話を聞いてくれるとは思ったけれど、まさか飛んで来てくれるとは思わなかった。
いや、私があきらの立場なら飛んで行くか……。
友達の有難みに、また少し、泣けた。
部屋を片付けていたら、少し気持ちが落ち着いた。
インターホンが鳴ってドアを開けると、あきらが両手に買い物袋を持って立っていた。少し、ムッとした表情で。
「ダメじゃない、確認しないで開けたら」
私はフフッと笑った。
「あきら、彼氏かお父さんみたい」
「心配してるんでしょ」
「うん。ごめん」
「涙、止まった?」
「うん」
あきらが買って来てくれた缶チューハイやお菓子をテーブルに広げると、来てくれた理由も忘れて、楽しくなった。

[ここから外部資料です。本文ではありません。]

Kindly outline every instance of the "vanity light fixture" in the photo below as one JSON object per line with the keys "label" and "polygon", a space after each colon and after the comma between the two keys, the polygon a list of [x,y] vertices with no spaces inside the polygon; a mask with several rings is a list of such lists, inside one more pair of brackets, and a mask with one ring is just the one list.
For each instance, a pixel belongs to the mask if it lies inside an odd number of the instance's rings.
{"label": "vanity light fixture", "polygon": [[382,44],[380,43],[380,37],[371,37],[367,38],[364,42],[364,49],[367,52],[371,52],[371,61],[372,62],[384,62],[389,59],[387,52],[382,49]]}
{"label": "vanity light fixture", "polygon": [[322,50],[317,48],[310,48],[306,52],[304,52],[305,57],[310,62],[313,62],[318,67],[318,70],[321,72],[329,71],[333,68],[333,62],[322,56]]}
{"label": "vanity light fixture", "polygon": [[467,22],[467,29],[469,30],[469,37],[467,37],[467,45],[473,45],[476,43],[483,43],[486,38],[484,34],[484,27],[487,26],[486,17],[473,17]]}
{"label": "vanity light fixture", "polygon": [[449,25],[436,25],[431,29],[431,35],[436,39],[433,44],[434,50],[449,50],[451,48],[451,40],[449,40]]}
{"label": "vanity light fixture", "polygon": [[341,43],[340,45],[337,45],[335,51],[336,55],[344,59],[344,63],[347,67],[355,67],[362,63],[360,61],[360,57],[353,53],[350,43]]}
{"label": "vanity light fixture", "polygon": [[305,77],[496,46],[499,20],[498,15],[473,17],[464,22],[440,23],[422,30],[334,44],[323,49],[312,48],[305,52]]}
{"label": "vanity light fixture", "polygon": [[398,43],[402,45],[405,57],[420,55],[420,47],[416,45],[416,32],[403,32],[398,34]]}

昔はよく、こんな風に誰かの家に集まってお泊りパーティーをした。
あの頃は、好きな人の話や彼の話、デートでどこに行ったとか、キスをしたとかエッチはまだだなんて可愛い話をしていた。
あれから十年……か。
「で? 陸さんと何かあった?」
あきらがポテトチップスの袋をベリッと開いた。
「一緒にイギリスに来てくれ、とか?」
「違うよ。そんなこと、言われてない!」
「そうなの!?」
私は、うんうん、と首を縦に振る。
「食事に誘われたの」
「それだけ!?」
「それだけって――」
そう、それだけ。
二年前のことがなければ、友達と食事に行くだけのこと。
だけど、二年前のことがある以上、違う。